Раскольников нахмурил брови и пристально посмотрел на
Заметова.
– Вы, кажется, разлакомились и хотите узнать, как бы я и тут
поступил? – спросил он с неудовольствием.
– Хотелось бы, – твердо и серьезно ответил тот. Слишком
что-то серьезно стал он говорить и смотреть.
– Очень?
– Очень.
– Хорошо. Я вот бы как поступил, – начал Раскольников, опять
вдруг приближая свое лицо к лицу Заметова, опять в упор смотря на него и говоря
опять шепотом, так что тот даже вздрогнул на этот раз. – Я бы вот как сделал: я
бы взял деньги и вещи и, как ушел бы оттуда, тотчас, не заходя никуда, пошел бы
куда-нибудь, где место глухое и только заборы одни, и почти нет никого, –
огород какой-нибудь или в этом роде. Наглядел бы я там еще прежде, на этом
дворе, какой-нибудь такой камень этак в пуд или полтора весу, где-нибудь в
углу, у забора, что с построения дома, может, лежит; приподнял бы этот камень –
под ним ямка должна быть, – да в ямку-то эту все бы вещи и деньги и сложил.

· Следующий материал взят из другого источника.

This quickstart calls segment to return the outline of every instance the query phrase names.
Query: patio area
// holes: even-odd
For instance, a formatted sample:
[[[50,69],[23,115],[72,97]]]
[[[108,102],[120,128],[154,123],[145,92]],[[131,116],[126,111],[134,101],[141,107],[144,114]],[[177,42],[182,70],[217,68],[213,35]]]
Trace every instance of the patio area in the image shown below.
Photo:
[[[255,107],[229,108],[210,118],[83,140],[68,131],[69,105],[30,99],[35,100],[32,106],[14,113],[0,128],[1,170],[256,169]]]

Сложил бы, да и навалил бы камнем, в том виде, как он прежде лежал, придавил бы
ногой, да и пошел бы прочь. Да год бы, два бы не брал, три бы не брал, – ну, и
ищите! Был, да весь вышел!
– Вы сумасшедший, – выговорил почему-то Заметов тоже чуть не
шепотом и почему-то отодвинулся вдруг от Раскольникова. У того засверкали
глаза; он ужасно побледнел; верхняя губа его дрогнула и запрыгала. Он склонился
к Заметову как можно ближе и стал шевелить губами, ничего не произнося; так
длилось с полминуты; он знал, что делал, но не мог сдержать себя. Страшное
слово, как тогдашний запор в дверях, так и прыгало на его губах: вот-вот
сорвется; вот-вот только спустить его, вот-вот только выговорить!